Les seigneurs de guerre répètent, d’habitude, à leurs adeptes: nous savons ce qui est bon pour vous, et vous devez vous battre pour une cause que nous avons préalablement définie. Dans un monde où les conflits peuvent être réglés par le droit, pourquoi pousser les peuples vers une violence aussi vide que coûteuse?

La guerre, un projet non rentable

Dans les sociétés fondées sur la coopération et le respect du droit, les différends sont généralement résolus par des mécanismes d’arbitrage plutôt que par la force.

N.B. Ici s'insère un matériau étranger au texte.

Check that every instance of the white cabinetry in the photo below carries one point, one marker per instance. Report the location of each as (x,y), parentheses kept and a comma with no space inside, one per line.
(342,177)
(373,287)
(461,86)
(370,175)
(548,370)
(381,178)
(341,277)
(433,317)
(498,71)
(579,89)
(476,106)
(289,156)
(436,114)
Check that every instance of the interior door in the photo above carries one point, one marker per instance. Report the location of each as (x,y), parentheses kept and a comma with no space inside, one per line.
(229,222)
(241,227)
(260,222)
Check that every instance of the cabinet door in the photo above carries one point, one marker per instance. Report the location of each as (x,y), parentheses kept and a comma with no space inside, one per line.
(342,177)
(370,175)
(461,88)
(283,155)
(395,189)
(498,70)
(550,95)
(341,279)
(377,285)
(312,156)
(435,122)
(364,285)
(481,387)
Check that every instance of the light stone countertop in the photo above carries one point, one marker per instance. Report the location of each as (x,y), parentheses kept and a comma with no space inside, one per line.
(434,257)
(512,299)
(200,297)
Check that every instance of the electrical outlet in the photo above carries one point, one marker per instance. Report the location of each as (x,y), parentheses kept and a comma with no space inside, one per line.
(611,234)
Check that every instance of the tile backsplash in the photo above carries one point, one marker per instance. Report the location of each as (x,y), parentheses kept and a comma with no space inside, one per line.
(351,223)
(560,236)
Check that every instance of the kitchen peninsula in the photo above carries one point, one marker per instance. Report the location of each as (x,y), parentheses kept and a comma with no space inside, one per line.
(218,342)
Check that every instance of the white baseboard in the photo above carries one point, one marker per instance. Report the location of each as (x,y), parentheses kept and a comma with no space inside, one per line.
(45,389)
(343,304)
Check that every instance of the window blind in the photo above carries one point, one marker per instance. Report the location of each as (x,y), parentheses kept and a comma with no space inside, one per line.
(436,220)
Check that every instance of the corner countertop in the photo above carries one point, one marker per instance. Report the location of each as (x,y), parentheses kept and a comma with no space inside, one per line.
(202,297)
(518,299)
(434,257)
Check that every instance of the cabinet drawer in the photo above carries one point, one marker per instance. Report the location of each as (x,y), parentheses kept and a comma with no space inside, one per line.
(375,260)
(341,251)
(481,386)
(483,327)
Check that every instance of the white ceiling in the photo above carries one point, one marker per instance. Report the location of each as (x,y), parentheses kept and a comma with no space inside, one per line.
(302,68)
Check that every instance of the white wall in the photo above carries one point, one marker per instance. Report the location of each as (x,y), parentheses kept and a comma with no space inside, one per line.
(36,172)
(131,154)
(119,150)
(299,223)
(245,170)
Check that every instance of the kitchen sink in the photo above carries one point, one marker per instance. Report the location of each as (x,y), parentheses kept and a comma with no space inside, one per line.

Cela inclut la Cour permanente d’arbitrage de La Haye, la Cour internationale de justice, les centres d’arbitrage commercial internationaux ou encore l’Organisation mondiale du commerce (OMC) pour le règlement des différends entre États sur les questions commerciales.

Cette dynamique découle non pas d’un altruisme naïf, mais de la logique de l’intérêt personnel, articulée par l’économiste écossais Adam Smith au XVIIIᵉ siècle. Les conflits armés sont extrêmement coûteux et destructeurs, et aucun individu raisonnable n’a intérêt à fusiller son prochain pour solder un différend.

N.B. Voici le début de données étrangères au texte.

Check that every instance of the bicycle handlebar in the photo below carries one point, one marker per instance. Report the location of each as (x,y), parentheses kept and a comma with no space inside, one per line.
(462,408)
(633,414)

Les entreprises privées cherchent à réduire leurs coûts, à éliminer les inefficacités et à maximiser leurs profits. Les gouvernements, eux, ne suivent pas cette logique. Le politicien lambda n’a aucun intérêt à être efficace: son revenu n’est pas directement lié à sa productivité et, la plupart du temps, il ne subit pas les conséquences de ses erreurs. Quand une entreprise privée est inefficace, ses profits chutent, ses coûts grimpent, ses actionnaires se rongent les ongles, elle fait faillite. Quand l’État est inefficace, on gaspille l’argent du public. Comme si les pots cassés ne suffisaient pas, le contribuable se voit contraint de payer les ruines d’une guerre qu’on lui a imposée sans lui demander son avis, déclenchée par des acteurs locaux parlant en son nom, mais agissant dans son dos.

La paix des intérêts

Quand les marchandises ne traversent pas les frontières, les soldats le font. Dans lEsprit des lois (1748), le philosophe français Montesquieu souligne que le commerce adoucit les mœurs en tissant un treillis de liens d’interdépendance. On voit bien que le philosophe des Lumières n’est pas tombé dans la désuétude.

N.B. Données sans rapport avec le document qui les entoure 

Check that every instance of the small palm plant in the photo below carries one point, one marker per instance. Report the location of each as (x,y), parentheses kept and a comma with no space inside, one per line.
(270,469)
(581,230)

Dans cette perspective, le président des États-Unis, Donald Trump, adopte une approche pragmatique de la paix, en particulier au Moyen-Orient. Les accords d’Abraham, signés à partir de septembre 2020 entre Israël, les Émirats arabes unis, Bahreïn, le Maroc et le Soudan, ont été concrétisés à travers des projets tangibles: vols directs, visas d’affaires, partenariats technologiques, coopération énergétique, etc. La paix y a pris la forme d’un contrat, non d’un serment.

Le think tank américain RAND Corporation estime que les accords d’Abraham pourraient créer 4 millions d’emplois et générer 1.000 milliards de dollars sur dix ans. Déjà, le commerce entre Israël et les pays signataires a grimpé de 234% entre 2020 et 2021, et les échanges avec les Émirats sont passés de 50 millions à plus de 600 millions de dollars. Et ce n’est que le début.

Ces chiffres ne sont pas de la propagande: ce sont les effets tangibles du libre-échange, rendus possibles grâce à la paix. La prospérité naît ici d’intérêts convergents et non de discours éthérés. C’est la paix objective, mesurable et durable, contrairement à la rigidité des «trois non» de la résolution de Khartoum, adoptée par la Ligue arabe en 1967 après la guerre des Six Jours: pas de paix avec Israël, pas de reconnaissance d’Israël, pas de négociation avec Israël.

Cette paix par intérêt trouve un écho chez le philosophe allemand Emmanuel Kant. Dans Vers la paix perpétuelle (1795), il affirme que les républiques commerçantes auront toujours moins tendance à se faire la guerre que les empires absolus. Non pas par vertu, mais par prudence. Parce que ce sont les peuples, et non leurs princes, qui paient le prix du sang.

La supériorité de l’économie de marché – et, par extension, de la paix – n’est plus seulement une conviction philosophique: c’est une réalité chiffrée.

«Tous ceux qui prendront l'épée périront par l'épée», rappelait le Christ. À bon entendeur, salut.